Eighteen rules are listed in the contract by his mother, Janell Burley Hofmann, about the context in which this device should be used.
In eighteen points, Janell describes the rules that Gregory must submit to, under penalty of confiscating his iPhone, hoping to protect her son against the pitfalls of new technologies.
Here is the contract Gregory had to agree with in order to become the possessor of an iPhone:
Merry Christmas! You are now the proud owner of an iPhone. Hot Damn! You are a good & responsible 13 year old boy and you deserve this gift. But with the acceptance of this present comes rules and regulations. Please read through the following contract. I hope that you understand it is my job to raise you into a well rounded, healthy young man that can function in the world and coexist with technology, not be ruled by it. Failure to comply with the following list will result in termination of your iPhone ownership.
I love you madly & look forward to sharing several million text messages with you in the days to come.
1. It is my phone. I bought it. I pay for it. I am loaning it to you. Aren’t I the greatest?

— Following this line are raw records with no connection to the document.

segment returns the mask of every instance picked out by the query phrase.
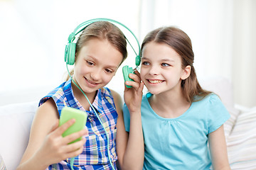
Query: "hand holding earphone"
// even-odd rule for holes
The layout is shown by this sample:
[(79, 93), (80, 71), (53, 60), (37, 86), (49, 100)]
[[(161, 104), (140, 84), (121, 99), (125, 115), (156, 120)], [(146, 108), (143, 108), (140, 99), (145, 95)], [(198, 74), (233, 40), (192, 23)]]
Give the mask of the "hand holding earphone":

2. I will always know the password.
3. If it rings, answer it. It is a phone. Say hello, use your manners. Do not ever ignore a phone call if the screen reads “Mom” or “Dad”. Not ever.
4. Hand the phone to one of your parents promptly at 7:30pm every school night & every weekend night at 9:00pm. It will be shut off for the night and turned on again at 7:30am. If you would not make a call to someone’s land line, wherein their parents may answer first, then do not call or text. Listen to those instincts and respect other families like we would like to be respected.

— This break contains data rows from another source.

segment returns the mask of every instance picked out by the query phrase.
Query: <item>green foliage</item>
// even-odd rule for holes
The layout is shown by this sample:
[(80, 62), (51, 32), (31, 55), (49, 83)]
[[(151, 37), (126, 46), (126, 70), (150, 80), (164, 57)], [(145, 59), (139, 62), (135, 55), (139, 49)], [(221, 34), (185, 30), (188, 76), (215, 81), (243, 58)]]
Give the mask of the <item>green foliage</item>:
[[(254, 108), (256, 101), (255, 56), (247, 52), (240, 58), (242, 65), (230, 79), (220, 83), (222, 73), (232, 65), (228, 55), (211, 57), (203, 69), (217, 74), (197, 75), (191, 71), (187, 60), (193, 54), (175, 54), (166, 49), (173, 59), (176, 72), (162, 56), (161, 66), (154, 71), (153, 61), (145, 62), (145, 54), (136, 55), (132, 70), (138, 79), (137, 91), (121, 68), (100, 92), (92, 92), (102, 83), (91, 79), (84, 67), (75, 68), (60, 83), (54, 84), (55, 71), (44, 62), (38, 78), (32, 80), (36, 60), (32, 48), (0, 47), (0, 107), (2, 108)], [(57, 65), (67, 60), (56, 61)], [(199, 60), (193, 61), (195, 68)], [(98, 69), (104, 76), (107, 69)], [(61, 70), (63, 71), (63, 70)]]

5. It does not go to school with you. Have a conversation with the people you text in person. It’s a life skill. *Half days, field trips and after school activities will require special consideration.
6. If it falls into the toilet, smashes on the ground, or vanishes into thin air, you are responsible for the replacement costs or repairs. Mow a lawn, babysit, stash some birthday money. It will happen, you should be prepared.
7. Do not use this technology to lie, fool, or deceive another human being. Do not involve yourself in conversations that are hurtful to others. Be a good friend first or stay the hell out of the crossfire.
8. Do not text, email, or say anything through this device you would not say in person.
9. Do not text, email, or say anything to someone that you would not say out loud with their parents in the room. Censor yourself.”
For the remaining 9 points in the contract click HERE.
Interviewed during Good Morning America, to which Janell Hofmann and Gregory were invited, Josh Shipp, an expert on adolescent behavior, spoke about the usefulness of such a contract:
“You wouldn’t give your kid a car without making sure that they have insurance. And so giving them a cell phone or a computer without teaching them how to use it responsibly is irresponsible on the part of the parent.”
Janell chose to publish the contract online to share her approach with other parents.